Showcase Your Analytical Skills: In your application, don’t just list your skills—show us how you've used them! Include examples of how you've improved processes or solved problems using data analysis. We love seeing real-world applications of your expertise.
Apply Through Our Website: We encourage you to apply directly through our website. It’s the best way to ensure your application gets into the right hands. Plus, it shows us you're serious about joining our awesome team!
How to prepare for a job interview at InvestEngine
✨Know Your Data Inside Out
As an Operations Data Analyst, you'll be knee-deep in data. Make sure you brush up on your SQL skills and understand how to write complex queries. Be prepared to discuss specific examples of how you've used data to identify inefficiencies or improve processes in your previous roles.

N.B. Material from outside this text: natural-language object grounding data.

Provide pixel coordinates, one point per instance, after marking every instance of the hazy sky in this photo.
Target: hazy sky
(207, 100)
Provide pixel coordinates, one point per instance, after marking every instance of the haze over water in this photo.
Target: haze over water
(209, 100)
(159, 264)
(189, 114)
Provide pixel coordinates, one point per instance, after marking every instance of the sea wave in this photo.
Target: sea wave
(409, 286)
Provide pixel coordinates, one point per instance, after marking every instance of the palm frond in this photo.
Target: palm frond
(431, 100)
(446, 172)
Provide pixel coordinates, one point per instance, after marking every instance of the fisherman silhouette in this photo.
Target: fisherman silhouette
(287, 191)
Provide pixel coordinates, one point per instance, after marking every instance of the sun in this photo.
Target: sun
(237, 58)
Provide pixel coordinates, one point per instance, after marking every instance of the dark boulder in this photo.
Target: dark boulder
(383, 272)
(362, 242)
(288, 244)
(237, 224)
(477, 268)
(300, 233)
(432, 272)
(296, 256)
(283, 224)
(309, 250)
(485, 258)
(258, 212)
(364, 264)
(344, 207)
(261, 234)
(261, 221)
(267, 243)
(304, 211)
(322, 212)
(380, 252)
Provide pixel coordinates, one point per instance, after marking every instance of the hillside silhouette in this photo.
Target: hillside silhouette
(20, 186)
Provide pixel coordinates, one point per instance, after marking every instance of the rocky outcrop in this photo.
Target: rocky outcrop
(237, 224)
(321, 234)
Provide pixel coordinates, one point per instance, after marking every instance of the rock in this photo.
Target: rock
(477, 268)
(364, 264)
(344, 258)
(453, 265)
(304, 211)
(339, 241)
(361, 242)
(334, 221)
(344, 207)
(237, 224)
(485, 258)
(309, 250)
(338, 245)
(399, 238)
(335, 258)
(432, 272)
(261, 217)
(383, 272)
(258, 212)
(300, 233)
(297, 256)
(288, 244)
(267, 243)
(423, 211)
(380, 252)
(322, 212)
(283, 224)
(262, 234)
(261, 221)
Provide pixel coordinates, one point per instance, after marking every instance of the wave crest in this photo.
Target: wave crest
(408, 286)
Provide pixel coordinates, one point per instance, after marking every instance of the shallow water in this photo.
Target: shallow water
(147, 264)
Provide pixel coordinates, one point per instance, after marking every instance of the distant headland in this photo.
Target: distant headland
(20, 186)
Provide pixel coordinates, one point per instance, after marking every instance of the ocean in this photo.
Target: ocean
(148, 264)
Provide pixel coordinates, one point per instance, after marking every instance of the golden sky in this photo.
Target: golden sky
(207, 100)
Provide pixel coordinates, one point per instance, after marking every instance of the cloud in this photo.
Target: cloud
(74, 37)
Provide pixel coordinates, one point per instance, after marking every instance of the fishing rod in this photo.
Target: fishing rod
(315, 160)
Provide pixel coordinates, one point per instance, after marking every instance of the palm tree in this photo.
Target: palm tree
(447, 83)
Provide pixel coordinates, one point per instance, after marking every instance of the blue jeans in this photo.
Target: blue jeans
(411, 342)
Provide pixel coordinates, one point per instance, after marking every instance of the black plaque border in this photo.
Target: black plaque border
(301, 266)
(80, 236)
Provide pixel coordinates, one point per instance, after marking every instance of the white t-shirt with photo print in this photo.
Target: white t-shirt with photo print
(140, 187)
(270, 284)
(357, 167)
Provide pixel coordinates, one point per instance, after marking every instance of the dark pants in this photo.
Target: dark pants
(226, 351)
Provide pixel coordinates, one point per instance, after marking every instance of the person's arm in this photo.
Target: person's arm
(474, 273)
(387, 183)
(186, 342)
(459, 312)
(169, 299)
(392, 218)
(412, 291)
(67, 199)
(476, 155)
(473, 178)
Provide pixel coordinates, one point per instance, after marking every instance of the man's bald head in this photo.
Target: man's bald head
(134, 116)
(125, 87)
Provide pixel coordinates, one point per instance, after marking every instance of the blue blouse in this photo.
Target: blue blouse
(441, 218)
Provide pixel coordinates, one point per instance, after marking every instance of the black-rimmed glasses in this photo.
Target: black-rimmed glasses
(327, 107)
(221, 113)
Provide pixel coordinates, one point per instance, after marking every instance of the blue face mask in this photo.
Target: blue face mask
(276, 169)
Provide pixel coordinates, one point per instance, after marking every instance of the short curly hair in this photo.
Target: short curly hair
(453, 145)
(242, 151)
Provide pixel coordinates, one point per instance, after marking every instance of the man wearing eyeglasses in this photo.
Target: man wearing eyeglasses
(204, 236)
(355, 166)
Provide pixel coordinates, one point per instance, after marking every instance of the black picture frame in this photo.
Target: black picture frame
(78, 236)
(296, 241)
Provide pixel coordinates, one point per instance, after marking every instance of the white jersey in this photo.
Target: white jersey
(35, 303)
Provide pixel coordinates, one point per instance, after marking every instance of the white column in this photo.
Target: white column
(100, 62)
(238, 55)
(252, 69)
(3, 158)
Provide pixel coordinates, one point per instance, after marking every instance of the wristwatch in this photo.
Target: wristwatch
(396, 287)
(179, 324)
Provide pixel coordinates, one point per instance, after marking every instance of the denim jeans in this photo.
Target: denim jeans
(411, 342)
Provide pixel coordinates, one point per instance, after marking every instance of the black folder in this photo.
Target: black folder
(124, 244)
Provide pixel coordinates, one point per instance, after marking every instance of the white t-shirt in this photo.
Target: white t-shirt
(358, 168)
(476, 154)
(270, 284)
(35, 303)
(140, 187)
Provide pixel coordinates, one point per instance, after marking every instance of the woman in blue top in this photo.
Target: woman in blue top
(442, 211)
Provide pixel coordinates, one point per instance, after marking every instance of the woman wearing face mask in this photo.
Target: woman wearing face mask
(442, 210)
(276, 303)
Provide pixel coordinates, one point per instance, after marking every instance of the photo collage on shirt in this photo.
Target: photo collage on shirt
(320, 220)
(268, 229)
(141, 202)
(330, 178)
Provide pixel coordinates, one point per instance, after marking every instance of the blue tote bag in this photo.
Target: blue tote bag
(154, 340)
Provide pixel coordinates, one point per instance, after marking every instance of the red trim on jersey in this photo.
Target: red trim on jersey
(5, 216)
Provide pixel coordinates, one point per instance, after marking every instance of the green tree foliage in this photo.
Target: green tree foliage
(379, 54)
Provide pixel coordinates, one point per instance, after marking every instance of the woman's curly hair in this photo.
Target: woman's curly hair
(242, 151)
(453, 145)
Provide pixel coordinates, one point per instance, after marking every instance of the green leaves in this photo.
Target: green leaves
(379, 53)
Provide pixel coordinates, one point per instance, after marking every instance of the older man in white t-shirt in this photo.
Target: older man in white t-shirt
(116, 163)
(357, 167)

✨Showcase Your Analytical Mindset
InvestEngine is looking for someone who can think critically about operational workflows. Prepare to talk about a time when you mapped out a process or redesigned a workflow based on your analysis. Highlight your attention to detail and how it led to tangible improvements.
✨Familiarise Yourself with BI Tools
Since you'll be building dashboards and reports, make sure you're comfortable discussing the BI tools you've used, like Tableau or Power BI. Bring examples of dashboards you've created and be ready to explain the insights they provided and how they impacted decision-making.
✨Communicate Clearly with Stakeholders
You'll need to work closely with various teams, so practice explaining technical concepts in simple terms. Think of examples where you've successfully collaborated with both technical and non-technical stakeholders to achieve a common goal. This will show that you can bridge the gap between data and business needs.